= Ravina II =

Late 5th-century rabbi and redactor of the Talmud

Ravina II or Rabina II (Hebrew: אבינא בריה דרב הונא or רבינא האחרון; died 475 CE or 499/500 CE) was a Babylonian rabbi of the 5th century (seventh and eighth generations of amoraim). Rabina is a traditional portmanteau of the title Rav and the personal name Abina, a form of the Aramaic word for "father" (compare Abuna, Abaye, Abin, Abahu, Abba, Rava, Rabin).

The Talmud says that "Ravina" and Rav Ashi were "the end of instruction", which is traditionally interpreted to mean that the two were responsible for redacting the Babylonian Talmud. Most scholars agree that this "Ravina" was Ravina II, the son of Huna bar Abin HaKohen, and not Ravina I, the colleague of Rav Ashi who died before him.

==Biography==
He did not remember his father Huna, who died while Ravina was still a child, but the Talmud states several times that his mother communicated to him the opinions held by his father. After his father's death, his maternal uncle Ravina I became his guardian.

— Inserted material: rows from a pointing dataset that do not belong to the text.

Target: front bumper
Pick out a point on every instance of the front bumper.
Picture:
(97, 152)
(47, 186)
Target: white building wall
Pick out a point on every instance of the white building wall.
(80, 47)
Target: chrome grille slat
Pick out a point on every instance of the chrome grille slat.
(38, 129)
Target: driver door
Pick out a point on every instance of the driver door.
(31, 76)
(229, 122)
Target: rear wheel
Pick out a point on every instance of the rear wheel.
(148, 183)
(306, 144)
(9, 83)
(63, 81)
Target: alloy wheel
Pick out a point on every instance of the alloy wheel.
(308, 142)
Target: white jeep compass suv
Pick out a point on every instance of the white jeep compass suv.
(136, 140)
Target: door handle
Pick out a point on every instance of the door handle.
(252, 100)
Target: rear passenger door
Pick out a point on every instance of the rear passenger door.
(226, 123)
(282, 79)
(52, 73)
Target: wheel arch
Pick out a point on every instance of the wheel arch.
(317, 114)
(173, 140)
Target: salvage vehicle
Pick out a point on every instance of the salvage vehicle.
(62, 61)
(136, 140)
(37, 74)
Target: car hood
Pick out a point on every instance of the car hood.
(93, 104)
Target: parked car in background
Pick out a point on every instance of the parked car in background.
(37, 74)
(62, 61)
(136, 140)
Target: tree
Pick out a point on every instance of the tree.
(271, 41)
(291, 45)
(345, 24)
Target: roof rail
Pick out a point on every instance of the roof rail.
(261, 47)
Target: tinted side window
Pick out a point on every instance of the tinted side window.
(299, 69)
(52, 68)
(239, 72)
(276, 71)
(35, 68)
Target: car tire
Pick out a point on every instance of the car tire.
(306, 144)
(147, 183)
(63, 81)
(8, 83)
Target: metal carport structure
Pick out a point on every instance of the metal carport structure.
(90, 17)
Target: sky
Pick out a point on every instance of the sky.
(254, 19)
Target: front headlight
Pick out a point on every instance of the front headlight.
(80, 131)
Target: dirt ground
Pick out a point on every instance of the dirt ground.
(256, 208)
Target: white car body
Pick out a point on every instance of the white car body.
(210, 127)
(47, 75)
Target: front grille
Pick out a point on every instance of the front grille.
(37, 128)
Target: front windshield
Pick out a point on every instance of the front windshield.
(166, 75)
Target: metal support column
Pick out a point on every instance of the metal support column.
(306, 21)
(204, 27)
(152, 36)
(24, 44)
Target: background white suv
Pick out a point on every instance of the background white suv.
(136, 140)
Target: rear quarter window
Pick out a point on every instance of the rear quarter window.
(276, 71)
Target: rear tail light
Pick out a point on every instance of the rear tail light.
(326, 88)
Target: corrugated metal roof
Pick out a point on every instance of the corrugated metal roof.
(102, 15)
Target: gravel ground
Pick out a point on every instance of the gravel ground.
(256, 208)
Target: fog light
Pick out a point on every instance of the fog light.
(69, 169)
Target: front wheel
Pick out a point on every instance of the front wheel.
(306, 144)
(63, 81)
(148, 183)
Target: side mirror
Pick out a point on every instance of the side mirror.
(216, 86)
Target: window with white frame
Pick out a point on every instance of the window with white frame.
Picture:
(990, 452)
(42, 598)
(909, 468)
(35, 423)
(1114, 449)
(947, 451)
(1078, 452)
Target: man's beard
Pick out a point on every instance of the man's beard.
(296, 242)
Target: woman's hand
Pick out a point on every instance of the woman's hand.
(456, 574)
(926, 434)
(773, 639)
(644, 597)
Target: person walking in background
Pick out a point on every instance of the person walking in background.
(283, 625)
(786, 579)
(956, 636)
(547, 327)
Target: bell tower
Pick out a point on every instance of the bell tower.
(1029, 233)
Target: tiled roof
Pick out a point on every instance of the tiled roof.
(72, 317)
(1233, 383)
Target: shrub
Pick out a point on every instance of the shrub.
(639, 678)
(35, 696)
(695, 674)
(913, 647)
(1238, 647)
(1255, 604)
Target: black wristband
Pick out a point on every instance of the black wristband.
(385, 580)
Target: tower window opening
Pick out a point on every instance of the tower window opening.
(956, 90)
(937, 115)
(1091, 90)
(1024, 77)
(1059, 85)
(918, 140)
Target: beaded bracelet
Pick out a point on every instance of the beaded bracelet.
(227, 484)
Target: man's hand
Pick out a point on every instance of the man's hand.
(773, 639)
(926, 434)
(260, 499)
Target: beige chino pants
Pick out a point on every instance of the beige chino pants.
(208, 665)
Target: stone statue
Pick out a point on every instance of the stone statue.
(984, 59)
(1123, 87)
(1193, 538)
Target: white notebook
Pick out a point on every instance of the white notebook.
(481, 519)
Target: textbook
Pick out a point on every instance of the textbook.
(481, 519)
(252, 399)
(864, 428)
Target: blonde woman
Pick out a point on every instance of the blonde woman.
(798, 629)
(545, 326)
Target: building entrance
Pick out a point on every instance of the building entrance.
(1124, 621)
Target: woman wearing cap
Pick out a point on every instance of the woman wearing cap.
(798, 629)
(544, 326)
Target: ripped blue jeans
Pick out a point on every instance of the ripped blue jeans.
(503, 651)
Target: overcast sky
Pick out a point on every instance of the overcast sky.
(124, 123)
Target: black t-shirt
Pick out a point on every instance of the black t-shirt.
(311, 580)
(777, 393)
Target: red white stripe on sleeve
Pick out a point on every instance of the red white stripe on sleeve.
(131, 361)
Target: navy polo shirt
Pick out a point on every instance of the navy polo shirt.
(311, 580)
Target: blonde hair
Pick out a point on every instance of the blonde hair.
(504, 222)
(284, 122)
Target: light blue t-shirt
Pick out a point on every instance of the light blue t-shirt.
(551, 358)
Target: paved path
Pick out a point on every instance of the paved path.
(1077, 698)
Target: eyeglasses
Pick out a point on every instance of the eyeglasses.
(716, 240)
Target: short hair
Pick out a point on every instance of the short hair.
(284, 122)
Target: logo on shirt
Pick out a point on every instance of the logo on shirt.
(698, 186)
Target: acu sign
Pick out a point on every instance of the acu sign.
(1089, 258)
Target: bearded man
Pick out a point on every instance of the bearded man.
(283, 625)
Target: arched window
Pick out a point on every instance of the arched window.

Ravina II officiated as judge at Sura shortly after Rav Ashi's death, and was a colleague of Mar bar Rav Ashi, although he was not so prominent. After Rabbah Tosafa'ah's death, Ravina became, for a year (474), director of the Sura Academy. Simultaneously, Rabbah Jose served as head of the Pumbedita academy. Ravina served as leader of the Jewish community in Babylonia for 22 years. One year before his death, all the Babylonian synagogues were closed, and Jewish infants were handed over to the Magians. He died on the 13th of Kislev in 474/475 or 499/500 CE.